Die flache plastische Dekoration der Fassade wirkt eher zurückhaltend und
setzt nur in dem Mittelfeld über dem Eingang einen stärkeren Akzent. Das Mansarddach
trägt an der Längsseite 5, an den Schmalseiten 3 Dachgauben. Im Zentrum des
Daches ragt ein kurzer, gedrungener Turm auf. Ein in den Proportionen und
der Fassadenstruktur weitgehend ähnliches Beispiel barocker Herrenhaus-Architektur
ist das zurzeit noch in Renovierung kleine Schloss in der Mitte des Dorfes
Ermlitz (jetzt Ortsteil von Schkopau, zwischen Halle und Leipzig). In den
30er Jahren des 18. Jahrhunderts erbaute es der Sächsische Oberlandbaumeister
Johann Christoph Knöffel für die Familie von Bose, die Besitzer des dortigen
Rittergutes. 1771 erwarb der Jurist und spätere Leipziger Bürgermeister Dr.
Heinrich Friedrich Innozenz Apel das Gut Ermlitz als Sommersitz für seine
Familie. Er ließ die Innenausstattung des Schlosses mit Stuckdecken und kostbaren
Tapeten erneuern. Unter seinem Sohn Johann August Apel, Jurist und Dichter
sowie Domherr zu Merseburg, wurde im Dachgeschoss eine umfangreiche Bibliothek
eingerichtet. Ermlitz war seitdem ein kultureller Mittelpunkt für Schriftsteller
und Musiker.
1825 begann Maximilian Speck östlich des Schlosses, zwischen Weißer Elster
und Hundewasser, seinen weiträumigen Landschaftspark anzulegen. Zur gleichen
Zeit war der aus Graz stammende Friedrich Loos nach Leipzig gekommen und hatte
von Speck den Auftrag erhalten, Radierungen nach Gemälden seiner Sammlung
für einen Katalog „anzufertigen“. Damals entstanden auch das im wiedergegebene
Blatt „Schafschur in Lützschena“ und einer Reihe Zeichnungen mit Partien des
Schlossparks. Nach einigen von diesen stellte Loos Lithographien her. Dazu
gehört auch das wiedergegebene Blatt. Es enthält außer dem Schlossmotiv mehrere
genau angegebene Details aus der näheren Umgebung des Schlosses. Der im Vordergrund
erscheinende Schäfer mit seiner Herde ist als Hinweis auf die damals im Lützschenaer
Mustergut erfolgreich betriebene Schafzucht zu verstehen. Im Winter arbeitete
der Künstler in Leipzig, im Sommer bei Familie Speck in Lützschena. Als er
viel später, im August 1868, noch einmal Lützschena besuchte, schrieb er in
das Gästebuch des nunmehr neuerbauten Schlosses: „In unauszusprechender Rührung
verlasse ich dieses Haus und Kunstsammlung, wo ich vor 42 Jahren zwei der
schönsten, glücklichsten Jahre meines Lebens verbrachte. Möge der Segen des
Juwels auf allen Gliedern der Familie dieses Hauses bis in die spätesten Zeiten
ruhen“. Ein rastloses Schaffen kennzeichnet das Leben dieses von den Lützschenaern
Schlossherren in seiner künstlerischen Bedeutung hoch geschätzten Mannes.

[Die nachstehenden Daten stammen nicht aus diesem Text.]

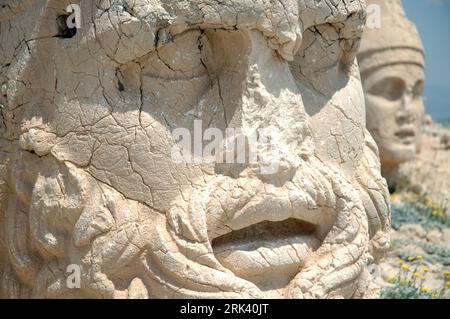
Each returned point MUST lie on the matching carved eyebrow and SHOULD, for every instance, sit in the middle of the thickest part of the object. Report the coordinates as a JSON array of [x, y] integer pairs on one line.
[[349, 13]]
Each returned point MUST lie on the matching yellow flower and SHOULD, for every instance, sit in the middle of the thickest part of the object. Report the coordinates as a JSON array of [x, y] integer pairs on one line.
[[392, 280]]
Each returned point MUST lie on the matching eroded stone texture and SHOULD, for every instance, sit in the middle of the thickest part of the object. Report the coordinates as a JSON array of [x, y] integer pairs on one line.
[[391, 61], [87, 173]]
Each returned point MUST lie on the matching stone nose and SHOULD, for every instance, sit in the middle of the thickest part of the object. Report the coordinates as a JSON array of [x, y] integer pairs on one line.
[[273, 105]]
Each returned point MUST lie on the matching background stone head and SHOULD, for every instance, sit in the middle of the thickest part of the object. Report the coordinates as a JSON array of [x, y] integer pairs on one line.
[[90, 114], [391, 61]]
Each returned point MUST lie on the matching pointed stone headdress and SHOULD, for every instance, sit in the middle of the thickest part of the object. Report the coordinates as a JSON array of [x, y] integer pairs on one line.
[[396, 41]]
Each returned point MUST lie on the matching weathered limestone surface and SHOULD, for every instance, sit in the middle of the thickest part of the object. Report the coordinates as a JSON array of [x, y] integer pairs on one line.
[[87, 175], [391, 61]]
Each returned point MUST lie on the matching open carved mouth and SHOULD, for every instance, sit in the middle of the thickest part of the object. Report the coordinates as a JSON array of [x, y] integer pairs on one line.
[[269, 254]]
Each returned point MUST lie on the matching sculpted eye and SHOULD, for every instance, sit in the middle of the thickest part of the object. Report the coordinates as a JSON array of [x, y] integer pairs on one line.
[[183, 58], [391, 89]]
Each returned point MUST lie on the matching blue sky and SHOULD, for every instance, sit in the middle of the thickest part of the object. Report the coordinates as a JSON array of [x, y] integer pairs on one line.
[[432, 18]]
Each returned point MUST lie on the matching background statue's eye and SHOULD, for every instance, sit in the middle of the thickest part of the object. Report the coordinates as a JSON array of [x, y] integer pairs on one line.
[[391, 89], [183, 58], [418, 89]]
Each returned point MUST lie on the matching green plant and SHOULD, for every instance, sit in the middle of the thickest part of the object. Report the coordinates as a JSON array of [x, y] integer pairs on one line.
[[409, 282], [433, 253], [413, 208]]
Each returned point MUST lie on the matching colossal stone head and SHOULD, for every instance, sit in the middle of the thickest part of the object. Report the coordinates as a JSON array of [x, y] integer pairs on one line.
[[88, 174], [391, 61]]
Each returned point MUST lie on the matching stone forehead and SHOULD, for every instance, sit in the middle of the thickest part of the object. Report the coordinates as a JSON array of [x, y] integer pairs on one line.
[[281, 21], [268, 15]]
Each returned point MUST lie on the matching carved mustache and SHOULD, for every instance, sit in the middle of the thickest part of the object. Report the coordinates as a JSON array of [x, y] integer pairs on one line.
[[315, 194]]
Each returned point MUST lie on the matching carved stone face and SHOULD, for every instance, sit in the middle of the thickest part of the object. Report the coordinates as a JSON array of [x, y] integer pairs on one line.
[[103, 191], [391, 61], [395, 109]]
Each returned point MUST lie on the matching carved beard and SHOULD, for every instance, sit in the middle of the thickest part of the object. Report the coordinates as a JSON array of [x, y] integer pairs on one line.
[[128, 250], [187, 267]]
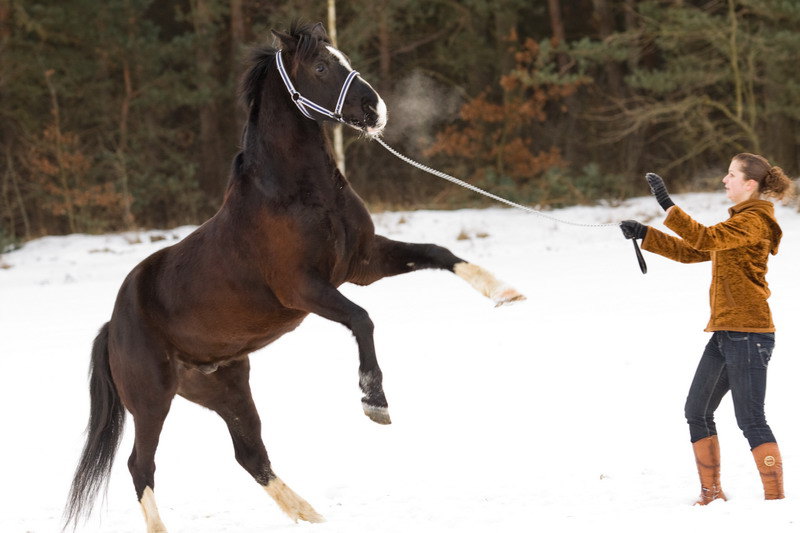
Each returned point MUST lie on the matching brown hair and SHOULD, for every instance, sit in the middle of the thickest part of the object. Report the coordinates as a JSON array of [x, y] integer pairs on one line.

Sein überwiegend graphisches Werk besteht hauptsächlich aus Landschaftsbildern,
deren weitgehend realistischer Stil häufig an Lichtführung orientiert ist.
Loos arbeitete an zahlreichen Orten Europas von Süd bis Nord: Nach seiner
Ausbildung an der Wiener Akademie weilte er vorübergehend in Ungarn. Danach
hielt er sich in Leipzig und Lützschena auf, ehe er im Sommer 1826 über Dresden
und Prag wieder nach Wien und noch im gleichen Jahr nach Salzburg ging. Ab
1840 lebte er in Italien, vor allem in Rom, dann 1851 – 53 in Bremen, Oldenburg,
Hamburg und Kopenhagen. Seit 1853 wirkte Loos in Kiel, wo er später eine Anstellung
an der dortigen Universität als Zeichenlehrer erhielt. 1856 unternahm er eine
Studienreise nach Norwegen. Eine Sonderausstellung innerhalb seines umfangreichen
Werkes nehmen zwei große Stadtpanoramen (Salzburg, Rom) ein.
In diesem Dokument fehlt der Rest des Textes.